Scalability is a bit of an issue, but a biological weapon like weaponized anthrax or chemical weapon like a powder that converts to 4highly effective nerve gas could conceivably delivered by methods similar to the nuclear triad. Strategic bombers could airdrop them over population centers, and with enough engineering we could probably make ballistic missiles with payloads that disperse such agents in an air burst, using a small amount of explosives to scatter it over an area the size of Manhattan
WW2 showed that strategic deterrence with chemical and biological weapons doesn't work. Both sides feared gas particularly and therefore didn't use war gas on each other (civilians is another matter.) Germany had very potent nerve gasses and had reason to believe the allies did as well, and didn't dare use them. But the threat of these gasses wasn't strong enough to deter the rest of the war.
Biological has the advantage of not destroying the infrastructure of the place you are attacking nor making it inhabitable for thousands of years. So if you're wanting to take over the land after you remove the pesky opponents currently occupying it, nuclear is a really bad choice.

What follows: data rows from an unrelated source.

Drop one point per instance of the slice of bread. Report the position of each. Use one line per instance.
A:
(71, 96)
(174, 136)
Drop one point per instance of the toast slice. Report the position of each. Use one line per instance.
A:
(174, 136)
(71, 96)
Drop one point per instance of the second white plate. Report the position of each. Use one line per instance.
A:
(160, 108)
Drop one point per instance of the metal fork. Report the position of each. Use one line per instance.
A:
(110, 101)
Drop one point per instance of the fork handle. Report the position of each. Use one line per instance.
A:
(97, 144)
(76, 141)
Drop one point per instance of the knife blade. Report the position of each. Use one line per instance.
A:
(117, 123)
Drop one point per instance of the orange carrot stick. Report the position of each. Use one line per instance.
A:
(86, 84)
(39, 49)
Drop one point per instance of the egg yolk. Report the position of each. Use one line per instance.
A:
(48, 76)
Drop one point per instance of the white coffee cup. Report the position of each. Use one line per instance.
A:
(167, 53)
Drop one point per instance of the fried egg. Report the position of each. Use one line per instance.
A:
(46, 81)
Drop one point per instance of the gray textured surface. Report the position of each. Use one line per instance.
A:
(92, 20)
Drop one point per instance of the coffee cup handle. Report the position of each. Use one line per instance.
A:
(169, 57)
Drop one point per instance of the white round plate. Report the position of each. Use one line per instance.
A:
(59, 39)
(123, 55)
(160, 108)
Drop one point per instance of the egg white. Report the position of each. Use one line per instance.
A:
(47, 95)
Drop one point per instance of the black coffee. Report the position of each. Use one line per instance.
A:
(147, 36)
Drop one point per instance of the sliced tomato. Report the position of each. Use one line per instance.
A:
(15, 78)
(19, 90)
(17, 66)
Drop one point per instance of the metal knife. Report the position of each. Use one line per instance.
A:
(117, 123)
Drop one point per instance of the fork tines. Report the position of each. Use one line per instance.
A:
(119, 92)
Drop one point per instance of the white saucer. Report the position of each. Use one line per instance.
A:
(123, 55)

Biological and chemical can be cleaned up and or inoculated against depending on method used.
The only reason nuclear weapons are easy to pinpoint is because so few actors are capable of making them. If you had one you could load it onto a semi truck, drive into the middle of New York or Moscow and detonate it, with all evidence conveniently destroyed in the blast.
Keep in mind that there are nuclear detection sensors deployed throughout the US and if you tried to roll a nuke-containing semi into New York, there would be a heavily-armed team trying to intercept you[1].

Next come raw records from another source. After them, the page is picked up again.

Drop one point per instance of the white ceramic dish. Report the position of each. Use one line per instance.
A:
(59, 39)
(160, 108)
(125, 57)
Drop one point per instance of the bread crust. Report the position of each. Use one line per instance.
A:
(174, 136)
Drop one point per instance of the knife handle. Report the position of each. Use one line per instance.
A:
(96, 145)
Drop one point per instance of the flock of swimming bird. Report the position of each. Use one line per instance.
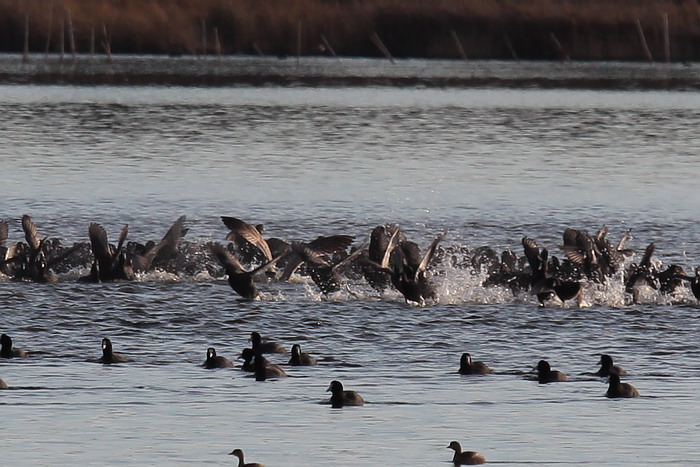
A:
(263, 369)
(388, 259)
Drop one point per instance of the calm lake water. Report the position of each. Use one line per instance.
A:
(489, 165)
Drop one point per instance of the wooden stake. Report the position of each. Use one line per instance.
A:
(563, 56)
(642, 39)
(61, 41)
(380, 45)
(106, 43)
(298, 42)
(217, 44)
(506, 39)
(667, 40)
(48, 33)
(71, 36)
(458, 43)
(25, 52)
(327, 45)
(204, 36)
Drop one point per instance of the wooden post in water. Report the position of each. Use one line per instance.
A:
(217, 44)
(298, 42)
(61, 40)
(327, 45)
(204, 37)
(71, 36)
(642, 39)
(48, 30)
(563, 56)
(458, 43)
(380, 45)
(25, 50)
(506, 39)
(667, 40)
(106, 43)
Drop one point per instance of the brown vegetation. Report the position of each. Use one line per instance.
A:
(529, 29)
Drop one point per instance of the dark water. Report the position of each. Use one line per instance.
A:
(489, 166)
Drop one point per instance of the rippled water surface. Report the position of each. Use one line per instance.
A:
(489, 166)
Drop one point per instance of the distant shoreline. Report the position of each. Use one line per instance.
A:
(627, 30)
(87, 70)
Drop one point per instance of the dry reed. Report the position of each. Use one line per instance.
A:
(586, 29)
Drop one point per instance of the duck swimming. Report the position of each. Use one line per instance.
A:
(216, 361)
(465, 457)
(607, 368)
(261, 347)
(618, 389)
(7, 351)
(300, 358)
(241, 463)
(108, 356)
(545, 374)
(341, 397)
(468, 367)
(265, 370)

Supposedly[2], they are sensitive enough that it's untenable to transport enough lead around to shield it.
There have been many wars since 1945, and also since the development of this so-called "peacekeeper." Its existence is not doing a great job of keeping general peace.
The only thing nuclear weapons seem to do is ensure their owners are always the aggressors in war and not defenders. Nobody wants to attack a country with nuclear weapons, so it enables them to pick and choose which wars to start.
I'm not talking about the test. I'm talking about an entire missile system designed to deliver nuclear payloads to anywhere in the world being dubbed "Peacekeeper", but you already knew that.
> I'm talking about an entire missile system designed to deliver nuclear payloads to anywhere in the world being dubbed "Peacekeeper"
I'm also talking about the LGM-118 Peacekeeper missile system. It was in service from 1986 to 2005. Did it ever needed to be used in anger or not? During that time did any military attack the nation which fielded it?
NATO reporting names use common starting letters for different categories of weapons. For surface-to-surface missiles all begin with the letter S. Most of the names chosen wouldn't raise eyebrows: Sapwood, Sasin, Sibling, Stone... Some of them seem to have an appreciative "cool factor": Skyfall, Saber, Stiletto... But generally there isn't a derogatory theme to these code names. For instance, codenames for fighter jets include Foxhound, Firebird, Fencer, and Felon. Some of these are really cool names that could have been given to western jets by marketting while others seem derogatory. There's not much of a pattern here.
This is the second time Varda's been on my radar in the past year. First time was when their engineer Andrew McCalip livestreamed his replication attempt for LK-99 (using company equipment) just days after the initial announcement [1][2]. I'm not even remotely in the right field, but stuff like this makes me think Varda would be a cool place to work.